— Не беспокойтесь, — сказал он в ответ на невысказанный вопрос. — Теперь мы совсем близко. Видите?
Вдали над обочиной показались дорожные знаки, правый обозначал аэропорт — серебристые крылья самолета, уже поднявшегося в воздух. Ее вдруг охватила тошнота, словно самый вид самолета вызывал дурноту. Она потянулась к кнопкам на двери.
— Простите, но я хочу приоткрыть окно. Мне душно.
Он бросил на нее быстрый взгляд. Потом нажал на кнопку, и ее стекло бесшумно поползло вниз. В лицо ударила волна дымного смрада — хуже, чем спертая атмосфера салона.

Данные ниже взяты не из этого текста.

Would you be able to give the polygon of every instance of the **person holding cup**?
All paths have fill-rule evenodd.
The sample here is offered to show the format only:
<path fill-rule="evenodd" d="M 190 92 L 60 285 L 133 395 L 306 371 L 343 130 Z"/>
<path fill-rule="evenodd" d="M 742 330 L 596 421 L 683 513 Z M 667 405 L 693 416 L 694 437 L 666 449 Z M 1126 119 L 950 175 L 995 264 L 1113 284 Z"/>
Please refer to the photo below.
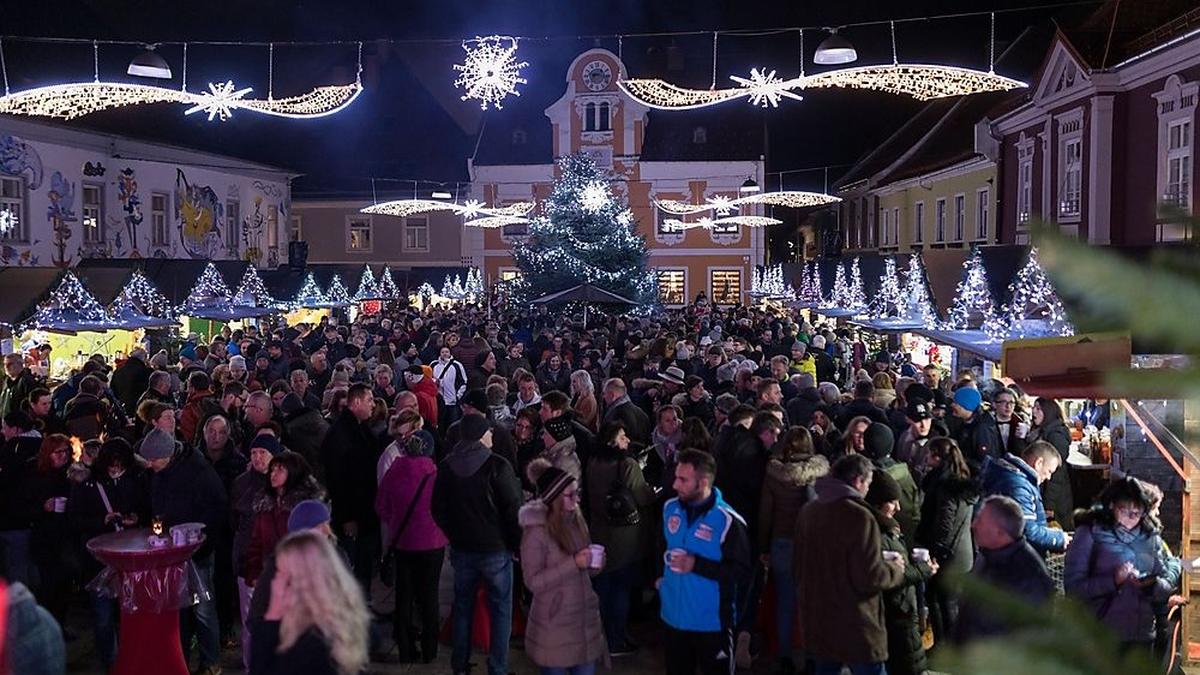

Она почувствовала, как от едкого дыма слезятся глаза, и попыталась закрыть окно. И опять на помощь ей пришел он.
— Я включу кондиционер. Сейчас мы выедем из потока машин. Почему бы вам не откинуться назад и не закрыть глаза? Через десять минут мы будем на посадке.
Она хотела было сказать, что все в порядке, что ее просто укачало и это пройдет, едва она выйдет из машины. Но тут ей стало совсем худо — казалось, мозг ее погружается в ядовитый туман, в котором она тонет, тонет. Она схватилась за голову, но так ее совсем замутило — пришлось сделать, как ей советовали: откинуться назад, положив голову на подголовник, и позволить мраку охватить ее. Она закрыла глаза. Наверно, она даже тихонько застонала. Последнее, что она услышала, было кваканье его сигнального рожка — машина резко повернула, пересекла автостраду и ринулась по дороге к аэропорту.
Отсутствие — Четверг, днем
Комната была просторной — пропорции ее закладывались еще тогда, когда богатство желало постоянно видеть над головой напоминание о небесах. Первоначально на потолке была фреска: по-ребячьи упитанные херувимы, порхающие вокруг Святой Троицы, поправляющие складки одежд, тычущие пухлыми, в ямочках кулачками в небесный покров, в то время как сбоку, с колесницы, на них взирали жаждущие вечного блаженства смертные — важные и знатные владельцы дома. Но изменившаяся мода и время давным-давно уничтожили подобные сантименты, и теперь потолок представлял собой двускатное грязно-белое покрытие, темневшее по краям многолетней серой пылью, забивавшейся под карниз.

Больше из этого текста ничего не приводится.